Report distinct (antigen.epitope, reference.id) pairs for each category.

Resolution procedure — IEDB lookup:

  1. Collect all unique blank-species/gene epitope sequences from the chunk.

  2. Choose lookup method — ask the user which is available:

    • Local dump (fast, requires the file): ask "Do you have the IEDB epitope dump? If so, provide the path to epitope_full_v3.tsv.gz". Use the path provided.
    • IEDB API (no local file needed): query https://query-api.iedb.org/epitope_search with linear_sequence=<EPITOPE> and parse JSON results.
    • PubMed MCP (available in-session): use mcp__claude_ai_PubMed__get_article_metadata with the chunk's reference.id PMIDs; read the title/abstract for antigen context.
  3. Local dump lookup (preferred when available):

import gzip, csv
from collections import Counter

def iedb_lookup(dump_path, epitopes):
    target = {e.upper() for e in epitopes}
    results = {}
    with gzip.open(dump_path, 'rt') as f:
        reader = csv.reader(f, delimiter='\t')
        next(reader); next(reader)  # skip 2 header rows
        for row in reader:
            if len(row) < 3: continue
            epi = row[2].strip().upper()
            if epi not in target: continue
            # natural source: cols 9,13; analog/mimotope: cols 24,28
            gene = row[9].strip() or (row[24].strip() if len(row) > 24 else '')
            org  = row[13].strip() or (row[28].strip() if len(row) > 28 else '')
            results.setdefault(epi, []).append((gene, org))
    return {
        e: (Counter(h[0] for h in hits if h[0]).most_common(1)[0][0] if any(h[0] for h in hits) else '',
            Counter(h[1] for h in hits if h[1]).most_common(1)[0][0] if any(h[1] for h in hits) else '')
        for e, hits in results.items()
    }
  1. IEDB API lookup (when no local dump):
import urllib.request, json

def iedb_api_lookup(epitope):
    url = f"https://query-api.iedb.org/epitope_search?linear_sequence={epitope}&limit=5"
    with urllib.request.urlopen(url) as resp:
        data = json.loads(resp.read())
    hits = data.get('results', [])
    if not hits: return ('', '')
    h = hits[0]
    gene = h.get('source_molecule_name', '') or h.get('molecule_parent_name', '')
    org = h.get('source_organism_name', '')
    return gene, org
  1. Map IEDB organism names to VDJdb antigen.species CamelCase:
IEDB organism VDJdb antigen.species
Homo sapiens HomoSapiens
Mus musculus MusMusculus
Gallus gallus GallusGallus
Human herpesvirus 4 / Epstein-Barr virus EBV
Human herpesvirus 5 / cytomegalovirus CMV
Dengue virus DENV
HIV / Human immunodeficiency virus HIV
Influenza A virus InfluenzaA
Columba livia ColumbaLivia
Manduca sexta ManducaSexta
Synthetic / mimotope (no natural source) Synthetic
  1. Map IEDB protein names to gene symbols (HGNC for human, MGI for mouse, standard virus gene names). The IEDB Source Molecule field (col 9) often contains synonyms — use the canonical gene symbol, not the full protein name.

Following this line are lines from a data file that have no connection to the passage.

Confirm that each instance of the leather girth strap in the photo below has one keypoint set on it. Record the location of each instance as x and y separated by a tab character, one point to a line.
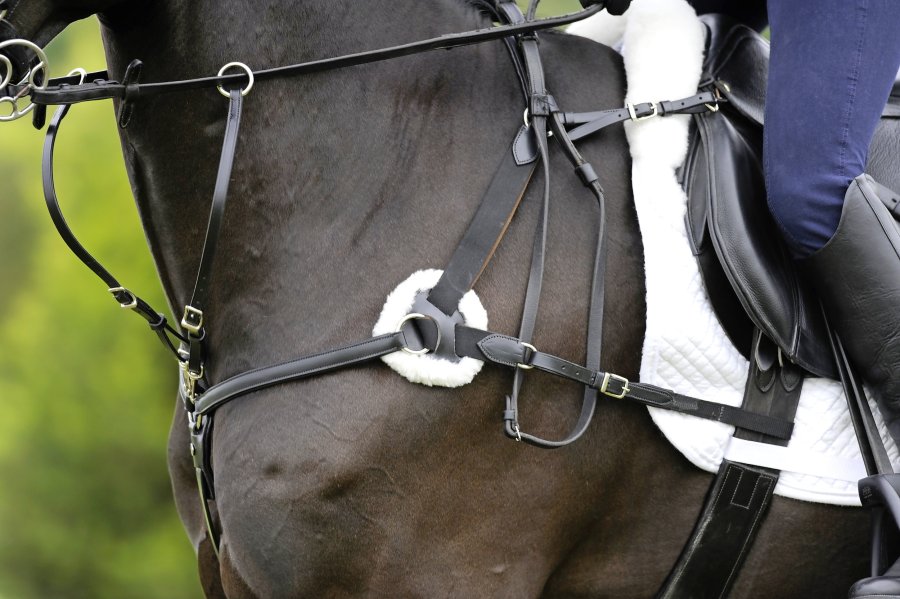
740	494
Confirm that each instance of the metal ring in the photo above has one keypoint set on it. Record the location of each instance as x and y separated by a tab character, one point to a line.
417	316
18	113
241	65
7	70
78	71
42	63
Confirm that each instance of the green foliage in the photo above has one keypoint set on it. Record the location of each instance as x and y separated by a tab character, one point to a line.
87	392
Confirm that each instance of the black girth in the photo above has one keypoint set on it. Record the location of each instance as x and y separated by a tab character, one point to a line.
530	147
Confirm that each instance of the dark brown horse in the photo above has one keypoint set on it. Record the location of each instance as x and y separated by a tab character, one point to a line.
358	483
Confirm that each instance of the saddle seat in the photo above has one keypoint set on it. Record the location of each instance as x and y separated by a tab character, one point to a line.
749	276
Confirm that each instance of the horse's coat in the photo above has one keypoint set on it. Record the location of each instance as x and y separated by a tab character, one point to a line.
360	483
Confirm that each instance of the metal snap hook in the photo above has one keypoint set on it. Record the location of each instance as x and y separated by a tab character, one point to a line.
417	316
241	65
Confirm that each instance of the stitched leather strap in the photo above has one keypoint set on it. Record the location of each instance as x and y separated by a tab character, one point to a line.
740	495
219	201
126	298
307	366
511	352
483	235
97	86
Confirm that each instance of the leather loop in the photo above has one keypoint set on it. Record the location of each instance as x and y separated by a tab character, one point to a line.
132	92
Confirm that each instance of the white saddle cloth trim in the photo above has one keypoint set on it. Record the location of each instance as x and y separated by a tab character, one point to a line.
794	460
685	347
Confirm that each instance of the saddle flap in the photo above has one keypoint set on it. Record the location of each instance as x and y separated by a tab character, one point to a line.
738	58
746	269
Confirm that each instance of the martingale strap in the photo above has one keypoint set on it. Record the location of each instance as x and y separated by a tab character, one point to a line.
500	350
98	86
478	244
125	297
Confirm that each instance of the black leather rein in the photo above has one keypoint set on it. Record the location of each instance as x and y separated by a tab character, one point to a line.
484	233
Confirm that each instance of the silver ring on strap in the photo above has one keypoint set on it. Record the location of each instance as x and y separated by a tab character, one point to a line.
417	316
42	65
246	69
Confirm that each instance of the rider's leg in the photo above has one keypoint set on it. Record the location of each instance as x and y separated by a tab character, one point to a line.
832	66
751	13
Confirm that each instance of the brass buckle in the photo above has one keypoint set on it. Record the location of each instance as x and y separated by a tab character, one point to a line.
635	117
604	386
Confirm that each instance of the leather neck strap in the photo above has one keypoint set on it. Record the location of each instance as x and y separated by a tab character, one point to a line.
98	86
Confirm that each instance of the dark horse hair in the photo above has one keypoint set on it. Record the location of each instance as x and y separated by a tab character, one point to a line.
358	482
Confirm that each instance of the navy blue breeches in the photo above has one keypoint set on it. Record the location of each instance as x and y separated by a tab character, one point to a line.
833	63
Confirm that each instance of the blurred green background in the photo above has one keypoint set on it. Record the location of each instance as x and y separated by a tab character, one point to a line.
86	391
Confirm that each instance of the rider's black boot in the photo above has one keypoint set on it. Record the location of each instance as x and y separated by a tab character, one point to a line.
857	275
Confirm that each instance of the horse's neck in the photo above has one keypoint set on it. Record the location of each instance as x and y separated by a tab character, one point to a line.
331	168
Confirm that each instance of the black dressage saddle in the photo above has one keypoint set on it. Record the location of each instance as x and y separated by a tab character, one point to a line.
749	276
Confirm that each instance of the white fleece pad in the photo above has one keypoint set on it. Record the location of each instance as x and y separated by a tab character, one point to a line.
426	368
685	347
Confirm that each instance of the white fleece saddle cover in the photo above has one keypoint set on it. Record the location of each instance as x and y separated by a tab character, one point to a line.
685	347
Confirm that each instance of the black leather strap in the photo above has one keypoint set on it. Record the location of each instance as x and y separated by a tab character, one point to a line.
590	122
307	366
97	86
727	525
219	200
485	231
511	352
126	298
740	494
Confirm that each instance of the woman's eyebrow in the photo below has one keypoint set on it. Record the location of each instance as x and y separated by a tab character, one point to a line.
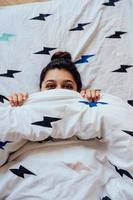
66	81
50	81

  2. When IEDB has no match: use PubMed MCP to fetch the abstract for the chunk's reference.id PMID and infer from title/abstract context (cancer neoantigen study → HomoSapiens; cross-reactive T cell study → source species varies per epitope; autoantigen study → typically HomoSapiens or MusMusculus).

  3. For intentionally synthetic peptides (mimotopes, modified sequences, designed peptides): set antigen.species = Synthetic; leave antigen.gene blank — this is the only valid case for a blank gene.

6a-ii — Synthetic casing normalization

VDJdb uses CamelCase for all species values. Normalize any lowercase variant:

for row in rows:
    if row.get('antigen.species', '').lower() == 'synthetic':
        row['antigen.species'] = 'Synthetic'

Step 6 — MHC Validation (Beyond ChunkQC)

Run all sub-steps below on every chunk, regardless of species. The order matters: fix structural/naming errors first, then validate allele identity, then cross-check class consistency.


6.0 — Quick scan (run first, before any manual checks)

# 1. Any blank mhc.a or mhc.b
awk -F'\t' 'NR>1 && ($10=="" || $11=="") {print NR, $9, $12, $10, $11}' <chunk_file>

# 2. Combined HLA α/β collapsed into mhc.a (slash present, mhc.b blank)
awk -F'\t' 'NR>1 && $10~/\// && $11=="" {print NR, $10}' <chunk_file>

# 3. Missing digit in DP/DQ gene names (HLA-DPA* → HLA-DPA1*, etc.)
awk -F'\t' 'NR>1 && ($10~/^HLA-DP[AB]\*/ || $11~/^HLA-DP[AB]\*/ || $10~/^HLA-DQ[AB]\*/ || $11~/^HLA-DQ[AB]\*/) {print NR,$10,$11}' <chunk_file>

# 4. Spurious digit in DRA gene name (HLA-DRA1* → HLA-DRA*)
awk -F'\t' 'NR>1 && ($10~/^HLA-DRA1\*/ || $11~/^HLA-DRA1\*/) {print NR,$10,$11}' <chunk_file>

# 5. Missing HLA- prefix in human MHCII alleles
awk -F'\t' 'NR>1 && ($10~/^D[PQR][ABMNO]/ || $11~/^D[PQR][ABMNO]/) {print NR,$10,$11}' <chunk_file>

# 6. mhc.b is B2M but mhc.class is MHCII
awk -F'\t' 'NR>1 && $12=="MHCII" && $11=="B2M" {print NR,$10,$11,$12}' <chunk_file>

# 7. mhc.b is not B2M but mhc.class is MHCI
awk -F'\t' 'NR>1 && $12=="MHCI" && $11!="B2M" && $11!="" {print NR,$10,$11,$12}' <chunk_file>

Fix all findings from this scan before proceeding.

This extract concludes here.